MAVERICK tax investigator Michael Allcock, who destroyed a successful career by his greed for the high life, was jailed for five years at the Old Bailey yesterday for taking bribes.
But the sentence on the most senior taxman to be convicted of corruption was attacked by some MPs who said it was too lenient.
Mr Toby Jessel, Conservative MP for Twickenham, said: ''The sentence for this type of offence should be exemplary.
''I think the Inland Revenue themselves would want to uphold the highest standards and would expect a sentence so severe that no-one else would risk that kind of corrupt behaviour.
''This is a disappointingly modest sentence.''
Lady Olga Maitland, Tory MP for Sutton and Cheam, said: ''This demonstrates that white-collar crime can pay.
''If you commit a white-collar crime, you stand a good chance of getting away with a lighter penalty.''
But Judge Peter Beaumont had emphasised the sentence should serve as a warning to any other public servant tempted to take bribes.
''The public expects and is entitled to expect its servants to be incorruptible. That they are is in part maintained by the knowledge that when public servants are found to fall below those standards, it is met with instant imprisonment,'' he said.
Allcock, 47, from Colchester, Essex, was convicted of six charges of corruption on Tuesday but cleared of five others. He faced a maximum of seven years in jail on each charge.
His corruption has shaken Inland Revenue to its 300-year-old foundations. He had taken ''breathtaking'' bribes, including a holiday of a lifetime to the United States, a cruise to Bermuda, the services of call girl Michelle Corrigan, 30, and cash payments totalling #150,000.
The former head of Inland Revenue's investigations unit, Special Office 2, showed no emotion as the judge told him he had been destroyed by his own greed.

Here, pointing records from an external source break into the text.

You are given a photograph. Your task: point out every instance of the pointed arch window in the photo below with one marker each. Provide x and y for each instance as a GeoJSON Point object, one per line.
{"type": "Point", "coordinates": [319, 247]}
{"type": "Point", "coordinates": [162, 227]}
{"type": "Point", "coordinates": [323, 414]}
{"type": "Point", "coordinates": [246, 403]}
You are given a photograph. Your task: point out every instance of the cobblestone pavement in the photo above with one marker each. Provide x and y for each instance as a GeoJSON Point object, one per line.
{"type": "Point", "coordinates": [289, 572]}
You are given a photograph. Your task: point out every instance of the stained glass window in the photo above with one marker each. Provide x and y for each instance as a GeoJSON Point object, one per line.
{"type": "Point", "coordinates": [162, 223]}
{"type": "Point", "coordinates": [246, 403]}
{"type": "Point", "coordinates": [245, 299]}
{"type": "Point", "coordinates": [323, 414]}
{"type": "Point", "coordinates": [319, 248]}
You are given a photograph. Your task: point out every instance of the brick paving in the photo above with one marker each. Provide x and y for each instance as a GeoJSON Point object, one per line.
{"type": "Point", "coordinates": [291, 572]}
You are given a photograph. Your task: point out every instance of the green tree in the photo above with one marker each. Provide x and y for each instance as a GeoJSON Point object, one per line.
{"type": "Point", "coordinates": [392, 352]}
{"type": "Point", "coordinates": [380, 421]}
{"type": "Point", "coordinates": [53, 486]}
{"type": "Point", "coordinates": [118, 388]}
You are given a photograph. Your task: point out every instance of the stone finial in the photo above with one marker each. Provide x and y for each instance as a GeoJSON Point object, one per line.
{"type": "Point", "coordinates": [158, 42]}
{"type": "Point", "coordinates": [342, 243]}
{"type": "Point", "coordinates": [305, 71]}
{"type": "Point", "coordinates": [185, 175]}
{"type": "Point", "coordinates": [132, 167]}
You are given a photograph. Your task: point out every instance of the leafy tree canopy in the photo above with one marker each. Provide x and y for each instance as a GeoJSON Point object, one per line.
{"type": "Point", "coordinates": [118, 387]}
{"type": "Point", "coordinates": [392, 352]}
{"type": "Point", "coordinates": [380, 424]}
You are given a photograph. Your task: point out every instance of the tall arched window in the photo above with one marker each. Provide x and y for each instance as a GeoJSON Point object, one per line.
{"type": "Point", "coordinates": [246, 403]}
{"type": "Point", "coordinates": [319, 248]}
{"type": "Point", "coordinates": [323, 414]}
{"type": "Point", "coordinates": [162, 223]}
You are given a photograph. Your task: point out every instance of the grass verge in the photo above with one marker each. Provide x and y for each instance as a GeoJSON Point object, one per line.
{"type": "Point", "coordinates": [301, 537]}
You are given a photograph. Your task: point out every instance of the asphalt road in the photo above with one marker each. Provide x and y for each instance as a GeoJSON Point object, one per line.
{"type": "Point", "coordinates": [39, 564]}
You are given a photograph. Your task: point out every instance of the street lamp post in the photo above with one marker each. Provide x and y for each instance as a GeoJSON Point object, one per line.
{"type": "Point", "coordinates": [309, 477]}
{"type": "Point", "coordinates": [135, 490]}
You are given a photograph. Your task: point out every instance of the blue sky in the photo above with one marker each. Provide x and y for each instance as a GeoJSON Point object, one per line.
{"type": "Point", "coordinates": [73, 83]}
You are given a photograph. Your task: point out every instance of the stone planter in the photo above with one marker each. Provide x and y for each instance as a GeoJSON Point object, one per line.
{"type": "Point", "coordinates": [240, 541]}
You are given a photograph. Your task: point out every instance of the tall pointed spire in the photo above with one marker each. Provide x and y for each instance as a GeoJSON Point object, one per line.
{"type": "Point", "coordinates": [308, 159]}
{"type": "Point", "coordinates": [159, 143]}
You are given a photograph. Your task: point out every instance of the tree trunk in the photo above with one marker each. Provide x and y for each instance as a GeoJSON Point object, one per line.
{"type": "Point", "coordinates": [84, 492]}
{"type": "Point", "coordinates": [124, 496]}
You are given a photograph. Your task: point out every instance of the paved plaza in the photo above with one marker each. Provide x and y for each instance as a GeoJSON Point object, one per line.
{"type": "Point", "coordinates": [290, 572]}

''Your corrupt behaviour has cast a long shadow which I cannot ignore. It has called into question the careers of others. It has threatened the integrity of the service itself.
''You are a man of marked ability, drive, and with a determination to succeed,'' the judge added.
''The sadness of your case is that the evidence makes it equally clear that had you the will to do so, you could have prospered in a career in the Inland Revenue which had begun so promisingly.
''You hadn't got that will. It was destroyed by greed for a style of life and the trappings of success which went with money, far, far beyond that which you earned.''
Allcock was convicted of accepting the services of Miss Corrigan as a bribe from a man he had investigated, Iraqi-born oil consultant Hisham Alwan.
Alwan, 57, from Knightsbridge, London, who was convicted of a single charge of corruption - paying for Allcock's first sex session with Miss Corrigan - was given a nine-month suspended sentence.